According to Warren, the rich and powerful "lobbied Washington and paid politicians to steer the system a little further in their direction," year after year. In his speech, Warren associated his academic propensity to statistics – including data points such as minority homeownership rates, mortality rates in Lawrence's plants, and economic mobility – to a urgent appeal to new economic rules.

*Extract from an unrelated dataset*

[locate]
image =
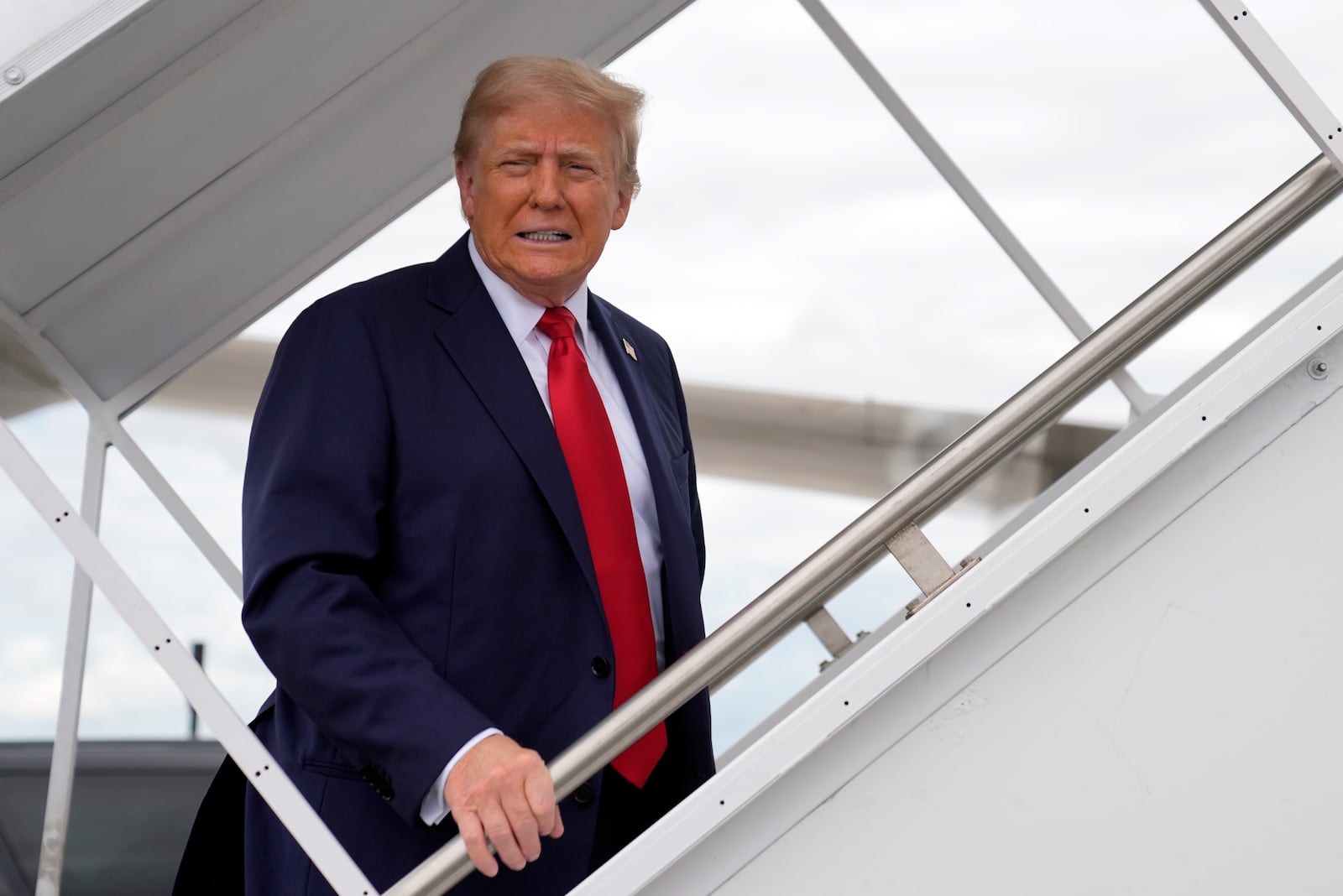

About this, some rich people will cry out in the class war! Warren said. "Well, let me tell you something, these same rich people are waging a class war against hardworking workers – I say it's time to fight back!"

She blamed corruption the government's tenacity on issues like climate change and guns control and build on its personal achievements – from the cleanliness of its daughter to the creation of the Office of Consumer Financial Protection – to assert that it could advocate for the broad platform that it believes would contribute to substantive reform, including new restrictions on lobbyists, restrictions on banks and rules to hold workers accountable, and protections for voting rights.

She ends up comparing her efforts to those of the Lawrence factory workers who unleashed a famous strike in 1912, stopping production and striking fear among factory owners across the country.

"When the women of Everett Mill moved away from their machines and took cold air from January They knew it would not be easy," added Warren, adding, "Today We are gathering in these same streets, ready to be united again.